I'm trying to train and run an image classification model on Colab, using TPU. No pytorch.
I know that TPU works only with files from GCS buckets so I load the dataset from a bucket and I commented also the checkpoint and logging functions, to not have this type of errors. I just want to see it trains without errors on TPU.
On CPU and GPU the code works, but the problem appears when I use with strategy.scope():
before creating the model.
This is the function that gives me problems while I train the model:
def train_step(self, images, labels):
with tf.GradientTape() as tape:
predictionProbs = self(images, training=True)
loss = self.loss_fn(labels, predictionProbs)

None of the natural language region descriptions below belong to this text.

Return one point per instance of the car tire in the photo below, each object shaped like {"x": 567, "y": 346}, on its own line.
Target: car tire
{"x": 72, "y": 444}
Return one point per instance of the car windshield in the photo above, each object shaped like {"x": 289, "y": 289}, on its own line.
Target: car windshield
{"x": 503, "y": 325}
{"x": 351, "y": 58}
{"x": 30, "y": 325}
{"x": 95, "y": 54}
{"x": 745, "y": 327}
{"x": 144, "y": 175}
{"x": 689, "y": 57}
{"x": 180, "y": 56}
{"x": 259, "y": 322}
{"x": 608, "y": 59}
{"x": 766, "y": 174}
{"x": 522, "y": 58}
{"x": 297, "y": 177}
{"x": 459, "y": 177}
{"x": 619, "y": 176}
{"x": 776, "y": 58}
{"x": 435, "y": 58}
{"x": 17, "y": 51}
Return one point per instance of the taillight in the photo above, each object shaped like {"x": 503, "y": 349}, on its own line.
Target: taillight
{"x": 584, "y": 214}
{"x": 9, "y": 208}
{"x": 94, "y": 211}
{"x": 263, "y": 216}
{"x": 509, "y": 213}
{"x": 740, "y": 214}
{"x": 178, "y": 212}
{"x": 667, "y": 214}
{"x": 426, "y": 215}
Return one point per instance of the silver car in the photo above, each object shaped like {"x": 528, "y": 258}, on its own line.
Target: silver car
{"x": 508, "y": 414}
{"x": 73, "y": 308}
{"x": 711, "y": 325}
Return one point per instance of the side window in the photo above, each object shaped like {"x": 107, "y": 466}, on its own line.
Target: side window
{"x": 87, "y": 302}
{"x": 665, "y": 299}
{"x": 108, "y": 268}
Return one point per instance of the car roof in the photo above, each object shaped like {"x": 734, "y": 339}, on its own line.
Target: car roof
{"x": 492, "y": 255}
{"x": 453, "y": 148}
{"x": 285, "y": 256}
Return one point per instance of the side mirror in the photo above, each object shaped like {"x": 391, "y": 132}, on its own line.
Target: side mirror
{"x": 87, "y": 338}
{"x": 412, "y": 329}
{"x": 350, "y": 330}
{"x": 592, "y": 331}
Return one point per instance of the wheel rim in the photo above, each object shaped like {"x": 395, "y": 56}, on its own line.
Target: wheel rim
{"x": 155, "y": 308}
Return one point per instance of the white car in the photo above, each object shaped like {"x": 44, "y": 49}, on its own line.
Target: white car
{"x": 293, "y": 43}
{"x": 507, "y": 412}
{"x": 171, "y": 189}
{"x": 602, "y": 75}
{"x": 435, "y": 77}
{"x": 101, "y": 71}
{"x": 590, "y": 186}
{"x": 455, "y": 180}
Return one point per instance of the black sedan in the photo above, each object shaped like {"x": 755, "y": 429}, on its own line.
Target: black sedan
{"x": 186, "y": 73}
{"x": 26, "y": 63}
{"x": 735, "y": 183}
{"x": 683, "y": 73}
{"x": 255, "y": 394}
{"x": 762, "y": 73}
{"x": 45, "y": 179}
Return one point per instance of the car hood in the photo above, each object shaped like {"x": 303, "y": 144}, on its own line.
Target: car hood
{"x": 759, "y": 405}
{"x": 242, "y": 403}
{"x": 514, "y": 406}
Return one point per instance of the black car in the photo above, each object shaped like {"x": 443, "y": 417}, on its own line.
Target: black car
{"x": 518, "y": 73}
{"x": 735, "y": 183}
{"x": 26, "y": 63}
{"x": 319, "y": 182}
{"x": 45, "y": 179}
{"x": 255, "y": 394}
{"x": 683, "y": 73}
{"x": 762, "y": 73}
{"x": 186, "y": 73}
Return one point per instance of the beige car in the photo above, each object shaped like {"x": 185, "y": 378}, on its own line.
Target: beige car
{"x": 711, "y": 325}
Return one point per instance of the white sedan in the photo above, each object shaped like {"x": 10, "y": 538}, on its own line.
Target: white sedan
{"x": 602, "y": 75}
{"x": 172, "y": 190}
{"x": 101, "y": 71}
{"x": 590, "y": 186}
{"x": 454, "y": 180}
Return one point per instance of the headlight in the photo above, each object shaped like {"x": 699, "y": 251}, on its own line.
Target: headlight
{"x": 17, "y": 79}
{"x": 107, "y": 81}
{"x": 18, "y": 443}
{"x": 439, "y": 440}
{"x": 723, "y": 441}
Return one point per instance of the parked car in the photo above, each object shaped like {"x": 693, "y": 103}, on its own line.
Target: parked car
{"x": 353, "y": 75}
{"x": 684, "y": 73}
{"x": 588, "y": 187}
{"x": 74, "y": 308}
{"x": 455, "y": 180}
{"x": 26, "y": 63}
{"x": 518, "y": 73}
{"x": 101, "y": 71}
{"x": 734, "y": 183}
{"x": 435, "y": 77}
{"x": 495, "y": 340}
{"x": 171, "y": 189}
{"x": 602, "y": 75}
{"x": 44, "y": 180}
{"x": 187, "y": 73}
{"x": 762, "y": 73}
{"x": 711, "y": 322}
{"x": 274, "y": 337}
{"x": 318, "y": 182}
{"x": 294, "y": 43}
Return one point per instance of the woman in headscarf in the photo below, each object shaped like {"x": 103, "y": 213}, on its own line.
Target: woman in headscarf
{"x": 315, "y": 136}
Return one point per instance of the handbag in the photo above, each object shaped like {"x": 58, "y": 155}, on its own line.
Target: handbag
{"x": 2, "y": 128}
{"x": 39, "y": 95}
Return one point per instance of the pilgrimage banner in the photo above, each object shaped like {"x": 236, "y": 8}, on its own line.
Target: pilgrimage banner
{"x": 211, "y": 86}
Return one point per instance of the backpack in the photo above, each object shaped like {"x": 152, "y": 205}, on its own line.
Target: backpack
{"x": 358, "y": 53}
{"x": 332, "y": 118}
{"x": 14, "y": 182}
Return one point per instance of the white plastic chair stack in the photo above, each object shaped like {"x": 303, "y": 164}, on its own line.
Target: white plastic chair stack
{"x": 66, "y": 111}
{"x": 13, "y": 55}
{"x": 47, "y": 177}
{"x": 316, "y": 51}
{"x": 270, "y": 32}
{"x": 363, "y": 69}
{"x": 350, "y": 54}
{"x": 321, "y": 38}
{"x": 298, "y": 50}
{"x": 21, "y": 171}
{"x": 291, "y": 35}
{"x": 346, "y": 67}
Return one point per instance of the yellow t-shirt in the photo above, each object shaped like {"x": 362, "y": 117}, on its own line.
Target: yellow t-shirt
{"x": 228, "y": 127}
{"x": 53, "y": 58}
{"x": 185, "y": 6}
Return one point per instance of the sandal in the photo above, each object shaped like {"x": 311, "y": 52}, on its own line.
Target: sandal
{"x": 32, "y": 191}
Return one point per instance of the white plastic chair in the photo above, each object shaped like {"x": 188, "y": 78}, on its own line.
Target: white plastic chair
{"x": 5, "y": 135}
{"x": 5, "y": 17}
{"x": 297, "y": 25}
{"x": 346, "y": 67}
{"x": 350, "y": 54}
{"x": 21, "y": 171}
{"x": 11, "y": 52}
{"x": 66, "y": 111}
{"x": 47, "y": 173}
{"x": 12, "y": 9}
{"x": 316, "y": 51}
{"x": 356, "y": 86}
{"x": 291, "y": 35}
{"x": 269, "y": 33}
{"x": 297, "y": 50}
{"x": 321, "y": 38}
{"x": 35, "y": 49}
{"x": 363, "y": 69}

grads = tape.gradient(loss, self.trainable_weights)
predictionLabels = tf.squeeze(tf.cast(predictionProbs > PROB_THRESHOLD_POSITIVE, tf.float32), axis=1)
acc = tf.reduce_mean(tf.cast(predictionLabels == labels, tf.float32))
self.optimizer.apply_gradients(zip(grads, self.trainable_weights)) # here is the problem
return loss, acc
And this is the error I encounter:
RuntimeError: `apply_gradients() cannot be called in cross-replica context. Use `tf.distribute.Strategy.run` to enter replica context.
I've looked upon https://www.tensorflow.org/api_docs/python/tf/distribute/Strategy and I think here is the solution but I've never done this before and I don't know from where I can start.
Can somebody, please, give me an advice on this problem?
You have to call this procedure with strategy.run():
strategy.run(train_step, args=(images, labels))